Trouble with his children was a painful experience that Mr. Reagan, who died at 93 in June 2004, often chronicled in his diaries.

At one point, Mr. Reagan notes: “Ron called this evening all exercised because S.S. [Secret Service] agents had gone into their apartment while they were in California to fix an alarm on one of his windows. I tried to reason with him that this was a perfectly O.K. thing for them to do. … I told him quite firmly not to talk to me that way & he hung up on me. Not a perfect day.”

A few weeks later, he wrote, “Nancy phoned — very upset. Ron casually told S.S. he was going to Paris for a few days. I don’t know what it is with him. He refuses to cooperate with them. [Redaction]. I’m not talking to him until he apologizes for hanging up on me.”

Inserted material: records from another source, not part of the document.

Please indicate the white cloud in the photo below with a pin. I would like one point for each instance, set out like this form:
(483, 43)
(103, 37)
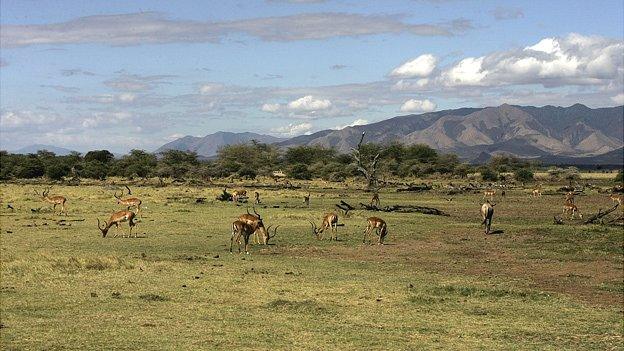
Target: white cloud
(293, 129)
(309, 103)
(357, 122)
(422, 66)
(414, 105)
(154, 28)
(618, 99)
(271, 108)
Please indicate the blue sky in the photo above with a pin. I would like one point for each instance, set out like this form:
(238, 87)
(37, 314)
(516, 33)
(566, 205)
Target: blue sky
(136, 74)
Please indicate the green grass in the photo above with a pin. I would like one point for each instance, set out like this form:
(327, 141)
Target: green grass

In an April 1984 entry, he wrote: “Patti screamed & complained so much we took the S.S. detail away at her request.

“Now, S.S. went to her & asked if she would accept it for no more than a week until they could get this information out of Lebanon & check the story [about an apparent threat]. She said yes. But today’s the 4th day & she’s screaming again about her invasion of her privacy & last night she abused the agents terribly. I said take them away from her so she’s again without protection. Insanity is hereditary. You catch it from your kids.”

But Mr. Reagan also wrote frequently of his love of his wife and how comforting that was to him.

A few weeks before he was shot in a 1981 assassination attempt, he wrote, “Our wedding anniversary. 29 years of more happiness than any man could rightly deserve.”